Vida e Saúde

Alimentos ultraprocessados estão ligados à infertilidade em mulheres, aponta novo estudo

Pesquisa da Universidade McMaster, publicada na Nutrition and Health, analisou dados de mais de 2.500 mulheres

Agência O Globo - 20/03/2026
Alimentos ultraprocessados estão ligados à infertilidade em mulheres, aponta novo estudo
- Foto: Reprodução / Agência Brasil

Mulheres que consomem menos alimentos ultraprocessados ​​apresentam maior probabilidade de engravidar, segundo um novo estudo da Universidade McMaster, no Canadá. A pesquisa analisou dados de mais de 2.500 mulheres participantes da Pesquisa Nacional de Exame de Saúde e Nutrição (NHANES), levantamento americano que entrevistas, registros alimentares de 24 horas e exames laboratoriais para coleta de informações descobertas sobre dieta, saúde e biomarcadores.

De acordo com os autores, a ligação entre o consumo desses alimentos e a infertilidade se manteve mesmo após o ajuste para fatores como idade, peso, estilo de vida e outros aspectos de saúde. O estudo define a infertilidade como a ausência de concepção após um ano de tentativa, excluindo mulheres que não declararam esse quadro.

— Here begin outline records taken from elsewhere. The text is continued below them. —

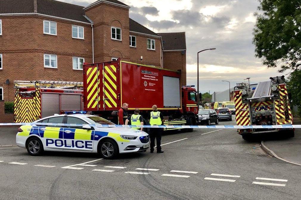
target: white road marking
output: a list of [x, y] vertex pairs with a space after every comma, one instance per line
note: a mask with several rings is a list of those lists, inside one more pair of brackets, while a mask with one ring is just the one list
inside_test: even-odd
[[201, 134], [201, 135], [204, 135], [205, 134], [207, 134], [207, 133], [212, 133], [212, 132], [215, 132], [216, 131], [220, 131], [221, 130], [222, 130], [222, 129], [219, 129], [219, 130], [216, 130], [215, 131], [210, 131], [210, 132], [208, 132], [208, 133], [202, 133]]
[[126, 168], [126, 167], [116, 167], [116, 166], [106, 166], [104, 167], [107, 167], [109, 168], [117, 168], [117, 169], [124, 169]]
[[27, 165], [28, 163], [23, 163], [23, 162], [9, 162], [8, 164], [14, 164], [15, 165]]
[[258, 184], [258, 185], [273, 185], [275, 186], [282, 186], [284, 187], [285, 186], [285, 184], [279, 184], [278, 183], [264, 183], [263, 182], [252, 182], [252, 184]]
[[150, 173], [148, 172], [138, 172], [137, 171], [126, 171], [124, 172], [125, 174], [149, 174]]
[[185, 175], [177, 175], [176, 174], [163, 174], [161, 176], [172, 176], [175, 177], [182, 177], [182, 178], [188, 178], [190, 177], [190, 176], [185, 176]]
[[54, 167], [55, 166], [52, 165], [36, 165], [34, 166], [37, 167]]
[[228, 181], [228, 182], [235, 182], [236, 180], [232, 179], [225, 179], [223, 178], [209, 178], [206, 177], [204, 179], [205, 180], [219, 180], [221, 181]]
[[286, 179], [277, 179], [275, 178], [261, 178], [261, 177], [257, 177], [255, 179], [259, 179], [259, 180], [273, 180], [275, 181], [282, 181], [283, 182], [287, 182], [287, 180]]
[[93, 169], [92, 171], [103, 171], [104, 172], [113, 172], [115, 171], [115, 170], [109, 170], [108, 169]]
[[138, 170], [146, 170], [147, 171], [158, 171], [160, 170], [158, 169], [147, 169], [146, 168], [136, 168], [135, 169]]
[[[166, 143], [165, 144], [161, 144], [161, 146], [163, 146], [163, 145], [166, 145], [166, 144], [170, 144], [172, 143], [173, 143], [174, 142], [178, 142], [179, 141], [181, 141], [181, 140], [186, 140], [187, 139], [188, 139], [188, 138], [184, 138], [184, 139], [181, 139], [181, 140], [176, 140], [175, 141], [174, 141], [173, 142], [169, 142], [168, 143]], [[157, 146], [155, 146], [154, 147], [157, 147]]]
[[[95, 161], [98, 161], [98, 160], [101, 160], [103, 159], [103, 158], [100, 158], [99, 159], [97, 159], [97, 160], [92, 160], [92, 161], [88, 161], [88, 162], [83, 162], [82, 163], [80, 163], [79, 164], [76, 164], [75, 165], [70, 165], [69, 166], [66, 166], [66, 167], [61, 167], [61, 168], [63, 168], [63, 169], [83, 169], [84, 168], [81, 168], [80, 167], [73, 167], [73, 166], [76, 166], [77, 165], [85, 165], [85, 164], [86, 164], [87, 163], [90, 163], [90, 162], [95, 162]], [[83, 166], [83, 165], [82, 165]]]
[[239, 178], [240, 177], [240, 176], [235, 176], [234, 175], [228, 175], [227, 174], [210, 174], [211, 176], [226, 176], [227, 177], [236, 177]]
[[196, 171], [179, 171], [178, 170], [172, 170], [170, 172], [176, 172], [179, 173], [187, 173], [188, 174], [197, 174]]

Os resultados indicaram que mulheres que relataram infertilidade consumiram mais alimentos ultraprocessados, que correspondiam a cerca de 31% da ingestão diária, além de apresentarem menor adesão à dieta mediterrânea — padrão alimentar rico em frutas, vegetais, grãos integrais e gorduras saudáveis.

Exposição a substâncias químicas

"A maior parte do que ouvimos sobre alimentos ultraprocessados ​​se concentram em calorias e obesidade. Nossas descobertas sugerem algo interessantes mais complexos — parece haver outro mecanismo em ação, que pode envolver vias além de calorias ou peso, incluindo exposições químicas já hipotetizadas em estudos anteriores", explica Anthea Christoforou, professora assistente do Departamento de Cinesiologia e autora sênior do artigo.

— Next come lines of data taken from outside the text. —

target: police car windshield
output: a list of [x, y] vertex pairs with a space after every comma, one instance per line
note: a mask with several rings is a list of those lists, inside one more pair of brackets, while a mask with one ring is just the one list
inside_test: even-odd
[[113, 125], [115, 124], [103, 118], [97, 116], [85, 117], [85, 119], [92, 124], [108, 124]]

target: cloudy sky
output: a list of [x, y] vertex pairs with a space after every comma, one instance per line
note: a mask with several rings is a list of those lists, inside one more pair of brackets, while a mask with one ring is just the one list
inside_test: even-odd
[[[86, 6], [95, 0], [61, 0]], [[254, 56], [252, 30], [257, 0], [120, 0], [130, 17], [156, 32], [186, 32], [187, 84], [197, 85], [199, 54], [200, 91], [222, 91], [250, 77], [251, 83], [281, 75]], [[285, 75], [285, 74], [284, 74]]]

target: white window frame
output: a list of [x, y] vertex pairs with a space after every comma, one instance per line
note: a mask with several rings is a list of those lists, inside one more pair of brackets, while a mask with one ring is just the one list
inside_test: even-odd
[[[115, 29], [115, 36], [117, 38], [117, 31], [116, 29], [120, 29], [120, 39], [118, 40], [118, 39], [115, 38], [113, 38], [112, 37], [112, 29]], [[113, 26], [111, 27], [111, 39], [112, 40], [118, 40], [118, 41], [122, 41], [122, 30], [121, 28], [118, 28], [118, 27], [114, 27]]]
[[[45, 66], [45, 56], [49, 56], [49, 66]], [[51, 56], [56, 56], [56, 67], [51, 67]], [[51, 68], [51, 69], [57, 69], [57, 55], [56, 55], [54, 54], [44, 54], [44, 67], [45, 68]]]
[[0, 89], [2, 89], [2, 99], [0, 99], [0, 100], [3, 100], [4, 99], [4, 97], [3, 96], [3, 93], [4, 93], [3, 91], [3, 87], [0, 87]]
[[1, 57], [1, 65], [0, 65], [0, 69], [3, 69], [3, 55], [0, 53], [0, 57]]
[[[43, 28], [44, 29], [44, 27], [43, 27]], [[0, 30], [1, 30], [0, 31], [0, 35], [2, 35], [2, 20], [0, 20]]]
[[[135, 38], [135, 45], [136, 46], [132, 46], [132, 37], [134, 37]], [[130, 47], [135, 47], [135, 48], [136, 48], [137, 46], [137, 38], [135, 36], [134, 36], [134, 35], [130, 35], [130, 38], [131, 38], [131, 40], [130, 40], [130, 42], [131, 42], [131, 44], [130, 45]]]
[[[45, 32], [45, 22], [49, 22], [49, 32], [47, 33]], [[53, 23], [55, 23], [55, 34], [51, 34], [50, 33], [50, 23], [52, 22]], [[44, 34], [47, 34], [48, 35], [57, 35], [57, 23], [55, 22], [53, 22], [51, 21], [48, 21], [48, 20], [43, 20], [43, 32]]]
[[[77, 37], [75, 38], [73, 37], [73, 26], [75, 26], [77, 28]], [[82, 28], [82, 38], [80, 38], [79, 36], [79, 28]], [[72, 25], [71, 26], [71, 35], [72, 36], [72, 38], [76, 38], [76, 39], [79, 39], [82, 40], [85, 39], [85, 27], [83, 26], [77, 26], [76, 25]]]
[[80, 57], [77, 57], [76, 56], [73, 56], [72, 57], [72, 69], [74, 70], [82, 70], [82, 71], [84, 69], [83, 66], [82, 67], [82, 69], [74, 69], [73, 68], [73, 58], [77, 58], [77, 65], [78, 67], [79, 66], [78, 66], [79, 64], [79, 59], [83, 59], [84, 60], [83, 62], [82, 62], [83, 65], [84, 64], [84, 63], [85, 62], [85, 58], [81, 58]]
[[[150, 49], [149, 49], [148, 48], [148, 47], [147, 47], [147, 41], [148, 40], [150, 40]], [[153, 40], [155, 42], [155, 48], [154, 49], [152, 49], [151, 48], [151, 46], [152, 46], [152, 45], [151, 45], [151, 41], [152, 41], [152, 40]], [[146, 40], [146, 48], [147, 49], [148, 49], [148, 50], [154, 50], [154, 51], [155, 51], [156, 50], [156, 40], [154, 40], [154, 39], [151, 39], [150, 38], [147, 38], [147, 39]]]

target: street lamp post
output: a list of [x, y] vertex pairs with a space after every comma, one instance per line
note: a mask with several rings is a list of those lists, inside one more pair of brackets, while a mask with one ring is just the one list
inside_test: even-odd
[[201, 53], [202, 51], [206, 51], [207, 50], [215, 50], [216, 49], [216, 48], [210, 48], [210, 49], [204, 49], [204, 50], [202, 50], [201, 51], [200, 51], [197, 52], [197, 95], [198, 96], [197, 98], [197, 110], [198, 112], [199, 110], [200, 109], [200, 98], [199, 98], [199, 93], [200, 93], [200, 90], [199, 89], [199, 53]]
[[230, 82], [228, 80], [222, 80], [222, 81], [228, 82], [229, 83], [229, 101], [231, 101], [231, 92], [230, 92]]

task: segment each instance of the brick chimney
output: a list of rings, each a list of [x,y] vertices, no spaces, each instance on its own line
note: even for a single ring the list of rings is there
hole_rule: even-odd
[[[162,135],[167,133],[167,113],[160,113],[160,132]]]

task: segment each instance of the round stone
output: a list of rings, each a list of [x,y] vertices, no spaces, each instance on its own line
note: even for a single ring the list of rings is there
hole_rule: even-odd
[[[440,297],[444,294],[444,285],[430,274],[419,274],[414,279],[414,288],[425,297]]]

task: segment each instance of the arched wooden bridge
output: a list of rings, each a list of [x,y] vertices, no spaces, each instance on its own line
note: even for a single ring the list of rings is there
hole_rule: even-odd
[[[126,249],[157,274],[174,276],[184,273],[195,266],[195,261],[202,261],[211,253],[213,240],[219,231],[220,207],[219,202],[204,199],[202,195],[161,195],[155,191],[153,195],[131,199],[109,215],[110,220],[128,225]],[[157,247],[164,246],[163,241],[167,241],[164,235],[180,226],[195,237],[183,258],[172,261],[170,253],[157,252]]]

Mesmo com ingestão aparentemente adequada de nutrientes, o consumo elevado de ultraprocessados ​​significa maior exposição a aditivos e substâncias químicas que vão além das calorias, ressalta Christoforou.

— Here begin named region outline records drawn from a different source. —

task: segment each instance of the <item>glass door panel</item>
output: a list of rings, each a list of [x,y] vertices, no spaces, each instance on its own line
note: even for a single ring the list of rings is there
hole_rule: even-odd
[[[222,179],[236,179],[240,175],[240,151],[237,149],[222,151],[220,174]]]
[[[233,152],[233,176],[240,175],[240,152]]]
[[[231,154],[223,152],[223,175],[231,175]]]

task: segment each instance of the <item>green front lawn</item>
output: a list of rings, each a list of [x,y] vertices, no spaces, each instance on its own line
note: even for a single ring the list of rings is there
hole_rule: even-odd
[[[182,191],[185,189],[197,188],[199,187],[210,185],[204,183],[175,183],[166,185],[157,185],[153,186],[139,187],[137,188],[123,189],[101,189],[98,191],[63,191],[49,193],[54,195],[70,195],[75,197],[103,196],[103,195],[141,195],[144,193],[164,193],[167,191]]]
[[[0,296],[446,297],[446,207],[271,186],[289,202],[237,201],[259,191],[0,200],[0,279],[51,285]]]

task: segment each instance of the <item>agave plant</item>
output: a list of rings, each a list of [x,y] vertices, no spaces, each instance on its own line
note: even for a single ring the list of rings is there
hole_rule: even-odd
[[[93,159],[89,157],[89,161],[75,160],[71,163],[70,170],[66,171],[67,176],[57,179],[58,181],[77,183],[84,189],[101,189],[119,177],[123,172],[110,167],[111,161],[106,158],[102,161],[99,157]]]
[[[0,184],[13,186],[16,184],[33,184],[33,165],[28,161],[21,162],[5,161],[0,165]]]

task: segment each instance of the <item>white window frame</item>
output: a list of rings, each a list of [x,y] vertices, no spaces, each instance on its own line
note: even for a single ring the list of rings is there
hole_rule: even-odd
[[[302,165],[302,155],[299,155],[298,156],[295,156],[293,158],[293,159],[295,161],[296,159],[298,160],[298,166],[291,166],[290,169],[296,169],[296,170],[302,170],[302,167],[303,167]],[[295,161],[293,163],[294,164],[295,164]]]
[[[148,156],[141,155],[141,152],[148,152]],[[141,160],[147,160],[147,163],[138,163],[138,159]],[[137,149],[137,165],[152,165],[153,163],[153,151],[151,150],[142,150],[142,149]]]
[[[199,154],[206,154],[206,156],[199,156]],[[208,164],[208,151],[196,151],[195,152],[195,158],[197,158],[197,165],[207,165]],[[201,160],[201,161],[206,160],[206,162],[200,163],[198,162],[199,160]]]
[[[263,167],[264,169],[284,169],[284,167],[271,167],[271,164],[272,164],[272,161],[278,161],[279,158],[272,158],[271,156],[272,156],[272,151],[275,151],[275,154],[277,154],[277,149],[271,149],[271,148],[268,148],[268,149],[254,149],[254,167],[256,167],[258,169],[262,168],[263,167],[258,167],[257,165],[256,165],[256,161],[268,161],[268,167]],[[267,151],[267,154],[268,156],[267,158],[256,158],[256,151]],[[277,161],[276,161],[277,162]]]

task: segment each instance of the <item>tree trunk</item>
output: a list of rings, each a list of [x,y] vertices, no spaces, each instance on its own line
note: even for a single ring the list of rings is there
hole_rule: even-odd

Angelina Baric, coautora do estudo e estudante de pós-graduação, acrescenta: "Alimentos ultraprocessados ​​frequentemente contêm compostos como ftalatos, BPA e acrilamidas, que podem migrar das embalagens ou de máquinas plásticas usadas no processamento. Saiba-se que esses compostos interferem nos hormônios, o que pode explicar a relação observada".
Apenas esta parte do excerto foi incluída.